Smart phones likely to disappear
Already there is a move towards wearables on the wrist and projection implants. A move towards technology being part of you rather than a device is coming. A transitional stage is likely, having technology built into our clothing.
Visualisation still needs screens. But we can expect to see this move to hollow lens with augmented reality. This will build on concepts such as Google Glass, alongside real-world applications.
Much of the technology for this already exists. It needs to be less cumbersome. The form factor must be made smaller as it becomes more powerful.
Death of the keyboard
Keyboard input will move to voice activated requests leading to visual outputs. Embedded video into glass rather than using a screen as we know it.
There will be seamless delivery of real-time information. Where people stay connected through a virtual world at their fingertips. Where every day surfaces are transformed from one-dimensional utilities, into sophisticated electronic devices. It will be a world of mobile communication and connection.
At the same time, we can expect Alexa and other home pods to become an embedded part of the every-home’s wiring.
Cloud infrastructure will be pervasive. Literally all you need is an internet connection, and you’re off!
The true potential of the cloud will only be realised with universal, high-speed, broadband internet everywhere. We are getting there. Airlines are adding satellite based wi-fi to flights. Cities and towns across the country are getting wired with hotspots. There will undoubtedly be new ways in which connectivity is provided at all times. The key is speed to make sure all the other uses can be supported.
What’s our contribution?
For TeleWare the starting point is to understand AI. We are using data to understand this world.
In 1991 we developed the ‘Intelligent Number’. One number that moves with you from device to device so you’re always available. It is likely to be the same in the next 25 years as communications become even more prevalent. Connectivity moving with you wherever you are.

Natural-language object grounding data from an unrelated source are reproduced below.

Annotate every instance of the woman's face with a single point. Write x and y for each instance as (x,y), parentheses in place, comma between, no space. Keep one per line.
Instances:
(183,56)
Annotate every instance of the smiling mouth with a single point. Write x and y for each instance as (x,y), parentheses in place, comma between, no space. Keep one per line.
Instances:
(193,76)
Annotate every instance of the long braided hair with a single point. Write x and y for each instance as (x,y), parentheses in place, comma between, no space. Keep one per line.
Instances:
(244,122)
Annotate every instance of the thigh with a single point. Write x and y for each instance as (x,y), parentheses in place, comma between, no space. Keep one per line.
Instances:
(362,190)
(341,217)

Net contribution to innovation
We are an innovative group. We work with third party API’s and cloud services to explore the ‘art of the possible’. Shared development is increasingly accessible through the public cloud, allowing us to take the best of what is out there and develop it to the next level. Speech to text and sentiment analysis of voice data is already something we are actively working on.
We work with technologies such as IBM Watson, MS and Speechmatics which are all taking the best technology and evolving it. Platform agnostic development enables us all to advance at speed, hopefully delivering best of breed.
Bringing the inspiration in
Innovation doesn’t just come from the senior team, but from everyone within the business. ‘Innovation Fridays’ were set up as an ideas forum for our team members to work together on new ideas, innovation and products. This creative, fast-paced forum discusses anything from product innovation to internal processes. This keeps us looking forward giving us time and focus to stay leading edge. The whole business has something to offer. We also carve out time on Friday’s for shared learning time. Connecting to Ted style talks and setting up mini Hackathons to drive new product development.
TeleWare has a dedicated Innovation Centre to showcase new technology. Prototypes, products and solutions developed in house, to gain customer and partner insight and feedback. It is a great space to learn and collaborate. Sometimes virtually joining with our partner innovation centres around the country.